From d4ec16720bb7ce4661388c9ff21afc2bc44dadf5 Mon Sep 17 00:00:00 2001
From: Hao <dabuddha@126.com>
Date: Mon, 23 Mar 2026 11:29:47 +0800
Subject: [PATCH] fix: feishu block type detection, table rendering & image
 download

- Replace unreliable block_type number matching with key-based detection
  (detect_block_kind), fixing bullet lists rendered as empty code blocks
  and images being completely lost
- Add table rendering support (render_table + render_cell_content) for
  Table and TableCell blocks, which were previously unhandled
- Add image download via Feishu drive API (drive:drive:readonly permission
  required), with graceful fallback to feishu-image:// protocol
- All changes are backward compatible with default parameter values
---
 scripts/fetch_feishu.py | 276 ++++++++++++++++++++++++++++++++--------
 1 file changed, 224 insertions(+), 52 deletions(-)

diff --git a/scripts/fetch_feishu.py b/scripts/fetch_feishu.py
index db767cd..5d2e822 100755
--- a/scripts/fetch_feishu.py
+++ b/scripts/fetch_feishu.py
@@ -10,6 +10,47 @@
 FEISHU_API_BASE = "https://open.feishu.cn/open-apis"
 
 
+def download_image(file_token, save_dir, access_token):
+    """下载飞书图片到本地，返回文件名或 None"""
+    url = f"{FEISHU_API_BASE}/drive/v1/medias/{file_token}/download"
+    headers = {"Authorization": f"Bearer {access_token}"}
+    try:
+        resp = requests.get(url, headers=headers, timeout=30)

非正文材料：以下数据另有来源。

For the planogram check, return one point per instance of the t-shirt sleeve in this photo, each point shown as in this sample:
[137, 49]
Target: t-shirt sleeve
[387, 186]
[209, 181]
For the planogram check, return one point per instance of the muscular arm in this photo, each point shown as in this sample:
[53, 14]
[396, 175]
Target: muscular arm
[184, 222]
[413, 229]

+        if resp.status_code == 200 and resp.content:
+            content_type = resp.headers.get("Content-Type", "")
+            ext = "png"
+            if "jpeg" in content_type or "jpg" in content_type:
+                ext = "jpg"
+            elif "gif" in content_type:
+                ext = "gif"
+            elif "webp" in content_type:
+                ext = "webp"
+
+            os.makedirs(save_dir, exist_ok=True)

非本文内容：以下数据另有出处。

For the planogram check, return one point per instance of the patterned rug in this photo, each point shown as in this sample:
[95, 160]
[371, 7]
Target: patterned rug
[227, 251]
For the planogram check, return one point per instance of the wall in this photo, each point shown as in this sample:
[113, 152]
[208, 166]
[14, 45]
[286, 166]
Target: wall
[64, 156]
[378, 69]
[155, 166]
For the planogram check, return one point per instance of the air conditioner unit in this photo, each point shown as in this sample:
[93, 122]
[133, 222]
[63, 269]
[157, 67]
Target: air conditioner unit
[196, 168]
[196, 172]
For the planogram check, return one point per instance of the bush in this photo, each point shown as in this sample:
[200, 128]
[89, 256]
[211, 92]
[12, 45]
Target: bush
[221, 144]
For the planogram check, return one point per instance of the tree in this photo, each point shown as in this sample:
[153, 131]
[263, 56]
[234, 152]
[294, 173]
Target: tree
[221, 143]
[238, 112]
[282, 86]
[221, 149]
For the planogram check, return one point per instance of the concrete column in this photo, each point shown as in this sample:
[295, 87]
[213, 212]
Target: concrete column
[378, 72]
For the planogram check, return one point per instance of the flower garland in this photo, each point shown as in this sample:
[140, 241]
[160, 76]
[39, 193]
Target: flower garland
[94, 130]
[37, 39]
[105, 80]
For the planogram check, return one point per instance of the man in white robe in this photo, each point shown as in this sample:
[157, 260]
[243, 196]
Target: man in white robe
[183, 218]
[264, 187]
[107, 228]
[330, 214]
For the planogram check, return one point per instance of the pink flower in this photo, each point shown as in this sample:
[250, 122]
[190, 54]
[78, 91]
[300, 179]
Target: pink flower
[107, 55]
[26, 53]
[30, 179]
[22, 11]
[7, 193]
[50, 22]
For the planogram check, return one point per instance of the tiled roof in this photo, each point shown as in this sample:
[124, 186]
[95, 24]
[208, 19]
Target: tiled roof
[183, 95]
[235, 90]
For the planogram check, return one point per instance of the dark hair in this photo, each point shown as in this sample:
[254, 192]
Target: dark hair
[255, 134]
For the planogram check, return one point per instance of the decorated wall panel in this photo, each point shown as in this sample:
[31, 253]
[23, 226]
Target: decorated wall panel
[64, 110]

+            filename = f"{file_token}.{ext}"
+            filepath = os.path.join(save_dir, filename)
+            with open(filepath, "wb") as f:
+                f.write(resp.content)
+            return filename
+    except Exception as e:
+        print(f"图片下载失败 {file_token}: {e}", file=sys.stderr)
+    return None
+
+
+def download_all_images(blocks, save_dir, access_token):
+    """下载所有图片，返回 {token: filename} 映射"""
+    image_map = {}
+    for block in blocks:
+        if "image" in block:
+            image_data = block["image"]
+            file_token = image_data.get("token", "")
+            if file_token and file_token not in image_map:
+                filename = download_image(file_token, save_dir, access_token)
+                if filename:
+                    image_map[file_token] = filename
+    return image_map
+
+
 def get_tenant_access_token():
     """获取 tenant_access_token"""
     app_id = os.environ.get("FEISHU_APP_ID")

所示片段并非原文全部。